🤖 AI Summary
Existing video models struggle to accurately recognize critical actions—such as drawing a weapon—in high-risk, highly dynamic body-worn police camera scenarios, lacking fine-grained understanding of real-world law enforcement interactions. To address this gap, this work introduces the first egocentric video benchmark tailored to high-stakes policing contexts, constructed from rigorously curated real officer-civilian encounters. The dataset features second-level annotations of rare yet pivotal enforcement behaviors and includes classification and multiple-choice question-answering tasks to evaluate model performance under conditions of intense motion and complex contextual dynamics. Experiments reveal that even state-of-the-art video foundation models, such as Gemini 2.5 Pro, exhibit significant shortcomings on these tasks, underscoring the benchmark’s difficulty and establishing a technical foundation for efficient human-in-the-loop review of执法 footage.
📝 Abstract
We introduce EgoPolice, a carefully curated dataset of real, egocentric police-civilian interactions, sourced from publicly available body-worn camera videos. We select police-civilian action labels that are critical for police behavioral research and annotate them at a second-by-second granularity.
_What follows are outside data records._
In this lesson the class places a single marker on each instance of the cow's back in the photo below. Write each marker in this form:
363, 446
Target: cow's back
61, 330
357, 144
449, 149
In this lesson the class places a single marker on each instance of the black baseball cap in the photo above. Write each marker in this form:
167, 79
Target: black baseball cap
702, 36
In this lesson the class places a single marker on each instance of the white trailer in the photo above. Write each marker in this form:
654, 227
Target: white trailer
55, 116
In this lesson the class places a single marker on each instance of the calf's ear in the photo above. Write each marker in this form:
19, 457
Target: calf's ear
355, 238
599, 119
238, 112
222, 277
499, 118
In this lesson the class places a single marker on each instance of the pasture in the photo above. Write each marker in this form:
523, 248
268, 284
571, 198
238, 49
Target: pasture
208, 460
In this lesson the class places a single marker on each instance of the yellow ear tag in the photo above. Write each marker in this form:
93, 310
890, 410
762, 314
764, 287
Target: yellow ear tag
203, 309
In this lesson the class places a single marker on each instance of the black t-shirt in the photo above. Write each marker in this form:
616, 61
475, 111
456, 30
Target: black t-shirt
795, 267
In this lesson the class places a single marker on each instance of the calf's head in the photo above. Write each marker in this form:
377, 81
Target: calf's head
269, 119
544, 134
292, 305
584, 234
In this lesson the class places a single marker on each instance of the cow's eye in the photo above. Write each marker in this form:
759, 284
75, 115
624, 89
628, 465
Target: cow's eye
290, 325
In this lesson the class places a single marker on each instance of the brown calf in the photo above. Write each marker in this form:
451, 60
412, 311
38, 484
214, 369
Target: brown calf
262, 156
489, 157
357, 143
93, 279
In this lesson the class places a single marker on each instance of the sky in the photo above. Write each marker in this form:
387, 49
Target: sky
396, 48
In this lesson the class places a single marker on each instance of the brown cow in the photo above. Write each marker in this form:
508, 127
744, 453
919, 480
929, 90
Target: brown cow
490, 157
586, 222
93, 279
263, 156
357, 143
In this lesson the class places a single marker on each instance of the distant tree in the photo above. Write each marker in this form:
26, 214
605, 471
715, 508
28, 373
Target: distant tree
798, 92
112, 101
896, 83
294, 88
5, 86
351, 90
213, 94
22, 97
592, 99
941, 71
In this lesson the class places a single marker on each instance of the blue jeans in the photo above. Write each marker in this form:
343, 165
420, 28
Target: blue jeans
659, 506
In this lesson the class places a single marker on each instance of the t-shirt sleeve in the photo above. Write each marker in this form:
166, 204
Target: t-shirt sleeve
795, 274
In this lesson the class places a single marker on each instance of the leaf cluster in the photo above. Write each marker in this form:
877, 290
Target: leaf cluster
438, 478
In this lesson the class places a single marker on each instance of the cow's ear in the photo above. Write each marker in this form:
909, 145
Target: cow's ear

The videos feature rapid and irregular camera motion, dense human interactions, and rare high-stakes events, making the dataset a challenging benchmark for motion-robust and context-aware egocentric perception. We provide two different tasks, classification and multiple-choice question-answering, and benchmark both open-source and closed-source models. We find that even the best video models like Gemini 2.5 Pro still struggle to accurately predict high-risk actions such as "Weapon Out". Beyond serving as a benchmark, EgoPolice provides a foundation for developing models capable of identifying events of interest in large-scale body-worn camera video repositories, enabling more efficient downstream human review.